Secession

Philipp Timischl

Artworks for all Age Groups

16 Nov 2018 - 20 Jan 2019

Philipp Timischl, Artworks For All Age Groups, exhibition view Secession 2018
photo: Maximilian Anelli-Monti, Courtesy of the artist and Galerie Emanuel Layr
PHILIPP TIMISCHL
Artworks for all Age Groups
16 November 2018 – 20 January 2019

Philipp Timischl’s expansive multimedia tableaus combine personal notes from the humdrum of daily life with found materials to build narrative structures. Balancing between documentation and fiction, between the private and public spheres, they play with intimacy and self-reference. Major themes in Timischl’s art include the lasting influence of our roots, exclusion, and queerness in relation to social classes as well as the power dynamics between art and its audience.

One recurring media element that has already emerged as a signature feature of the young artist’s growing oeuvre are hybrid towers combining a flat-screen monitor with a canvas mounted directly above it. With their conjunction of two image fields, these sculptures echo traditional forms in the history of art such as the diptych or collage. Timischl’s installations usually play out on several such towers. The seamless fusion of painting and technology extends to the motifs as well. The interplay between static and time-based digital images weaves dense textures, although the disparate visual material does not congeal into a single unified narrative, which is merely hinted at in the manner of vignettes.

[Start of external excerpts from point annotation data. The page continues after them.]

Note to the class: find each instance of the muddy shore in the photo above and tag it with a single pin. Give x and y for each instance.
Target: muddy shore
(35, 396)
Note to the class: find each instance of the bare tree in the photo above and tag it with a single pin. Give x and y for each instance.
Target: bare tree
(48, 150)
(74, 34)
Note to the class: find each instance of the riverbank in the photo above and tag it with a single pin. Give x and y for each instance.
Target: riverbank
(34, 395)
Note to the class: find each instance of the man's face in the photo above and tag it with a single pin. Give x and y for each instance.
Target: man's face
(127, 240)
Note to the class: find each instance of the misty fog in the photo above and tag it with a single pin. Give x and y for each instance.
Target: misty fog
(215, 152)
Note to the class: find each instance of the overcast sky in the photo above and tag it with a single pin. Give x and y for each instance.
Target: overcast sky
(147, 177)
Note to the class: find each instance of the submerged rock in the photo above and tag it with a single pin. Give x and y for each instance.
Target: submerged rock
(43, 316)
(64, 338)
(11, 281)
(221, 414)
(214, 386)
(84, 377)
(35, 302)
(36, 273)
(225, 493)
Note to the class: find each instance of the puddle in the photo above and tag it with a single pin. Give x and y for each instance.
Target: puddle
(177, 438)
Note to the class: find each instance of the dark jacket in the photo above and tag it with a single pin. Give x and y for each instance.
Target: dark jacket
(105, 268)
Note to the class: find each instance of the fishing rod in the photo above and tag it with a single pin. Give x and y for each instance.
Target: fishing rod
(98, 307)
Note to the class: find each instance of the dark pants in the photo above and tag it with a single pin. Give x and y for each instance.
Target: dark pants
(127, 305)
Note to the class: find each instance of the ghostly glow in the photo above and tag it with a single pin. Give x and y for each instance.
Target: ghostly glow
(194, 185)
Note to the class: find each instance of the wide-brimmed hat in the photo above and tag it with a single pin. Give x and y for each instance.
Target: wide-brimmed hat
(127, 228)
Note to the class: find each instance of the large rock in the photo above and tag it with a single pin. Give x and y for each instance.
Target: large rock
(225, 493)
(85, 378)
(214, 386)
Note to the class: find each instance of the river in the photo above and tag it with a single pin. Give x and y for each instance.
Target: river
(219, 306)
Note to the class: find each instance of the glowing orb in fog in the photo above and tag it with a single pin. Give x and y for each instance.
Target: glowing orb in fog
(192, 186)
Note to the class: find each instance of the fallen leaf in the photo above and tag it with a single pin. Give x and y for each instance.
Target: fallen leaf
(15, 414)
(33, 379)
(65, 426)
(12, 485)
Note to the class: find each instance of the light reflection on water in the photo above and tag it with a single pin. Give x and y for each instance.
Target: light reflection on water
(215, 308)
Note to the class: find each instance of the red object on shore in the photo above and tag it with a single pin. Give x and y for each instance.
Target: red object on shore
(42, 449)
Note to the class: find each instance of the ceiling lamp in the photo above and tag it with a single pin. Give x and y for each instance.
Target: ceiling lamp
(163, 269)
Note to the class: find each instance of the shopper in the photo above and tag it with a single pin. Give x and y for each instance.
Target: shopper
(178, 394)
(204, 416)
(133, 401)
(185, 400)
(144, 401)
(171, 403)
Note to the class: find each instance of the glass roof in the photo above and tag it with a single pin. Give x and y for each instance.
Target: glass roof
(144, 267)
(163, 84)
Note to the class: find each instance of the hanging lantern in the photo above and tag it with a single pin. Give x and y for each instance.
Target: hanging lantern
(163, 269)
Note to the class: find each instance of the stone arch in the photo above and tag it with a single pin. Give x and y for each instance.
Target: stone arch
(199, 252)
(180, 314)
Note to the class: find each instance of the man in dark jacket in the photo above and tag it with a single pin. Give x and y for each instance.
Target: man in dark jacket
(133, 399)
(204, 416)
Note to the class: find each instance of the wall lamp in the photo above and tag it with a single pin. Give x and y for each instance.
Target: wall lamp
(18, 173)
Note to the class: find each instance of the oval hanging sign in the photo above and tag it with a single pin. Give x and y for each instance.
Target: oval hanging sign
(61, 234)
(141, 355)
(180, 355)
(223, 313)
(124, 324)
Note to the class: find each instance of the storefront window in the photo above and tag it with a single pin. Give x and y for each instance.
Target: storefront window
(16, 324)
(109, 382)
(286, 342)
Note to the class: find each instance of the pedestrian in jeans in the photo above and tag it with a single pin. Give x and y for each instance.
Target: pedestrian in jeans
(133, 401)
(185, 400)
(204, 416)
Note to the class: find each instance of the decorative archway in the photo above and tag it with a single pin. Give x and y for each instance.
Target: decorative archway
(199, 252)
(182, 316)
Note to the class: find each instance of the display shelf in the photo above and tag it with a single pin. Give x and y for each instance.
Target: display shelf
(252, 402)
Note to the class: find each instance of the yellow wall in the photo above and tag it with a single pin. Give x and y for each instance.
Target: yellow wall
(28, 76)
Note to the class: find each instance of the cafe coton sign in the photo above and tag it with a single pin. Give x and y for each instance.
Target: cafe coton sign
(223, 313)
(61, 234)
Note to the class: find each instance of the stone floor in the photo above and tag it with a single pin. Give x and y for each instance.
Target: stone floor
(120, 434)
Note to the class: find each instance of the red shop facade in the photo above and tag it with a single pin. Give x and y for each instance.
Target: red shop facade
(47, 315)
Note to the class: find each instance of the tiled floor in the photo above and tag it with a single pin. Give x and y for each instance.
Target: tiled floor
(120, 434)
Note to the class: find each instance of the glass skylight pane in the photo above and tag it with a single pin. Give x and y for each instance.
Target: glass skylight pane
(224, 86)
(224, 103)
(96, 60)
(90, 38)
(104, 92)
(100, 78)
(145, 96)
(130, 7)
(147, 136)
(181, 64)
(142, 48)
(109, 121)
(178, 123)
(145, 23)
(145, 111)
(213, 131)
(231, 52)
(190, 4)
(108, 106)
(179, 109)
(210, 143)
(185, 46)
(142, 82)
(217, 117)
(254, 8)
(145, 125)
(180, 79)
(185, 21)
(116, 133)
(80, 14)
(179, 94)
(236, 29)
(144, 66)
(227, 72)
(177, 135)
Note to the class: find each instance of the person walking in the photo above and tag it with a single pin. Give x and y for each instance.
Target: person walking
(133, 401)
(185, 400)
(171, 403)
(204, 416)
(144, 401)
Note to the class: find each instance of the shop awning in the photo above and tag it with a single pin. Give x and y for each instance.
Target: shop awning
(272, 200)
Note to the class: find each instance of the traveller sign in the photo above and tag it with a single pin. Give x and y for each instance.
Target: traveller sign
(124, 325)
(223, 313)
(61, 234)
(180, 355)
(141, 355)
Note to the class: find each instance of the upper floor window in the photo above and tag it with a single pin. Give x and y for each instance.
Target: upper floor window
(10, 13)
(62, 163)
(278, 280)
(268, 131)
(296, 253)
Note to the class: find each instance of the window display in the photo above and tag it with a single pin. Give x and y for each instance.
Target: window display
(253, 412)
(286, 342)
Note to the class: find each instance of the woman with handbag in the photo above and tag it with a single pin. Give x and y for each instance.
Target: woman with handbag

A similar play with ambivalence is evident in the titles of Timischl’s exhibitions: consider Philipp, I have the feeling I’m incredibly good looking, but have nothing to say (21er Haus, Vienna, 2013), They were treating me like an object. As if I were some sextoy or shit. I don’t wanna see them again (Künstlerhaus, Halle für Kunst & Medien, Graz, 2014–15), or Hostile Habits Domestic Monuments, Class Drag (Galerie Layr, Vienna, 2017). Like many of the titles he chooses for his works, they quote a variety of sources including TV shows, books, movies, as well as conversations he happens to overhear in the street.

Philipp Timischl, born in 1989 in Graz (Austria), lives and works in Vienna.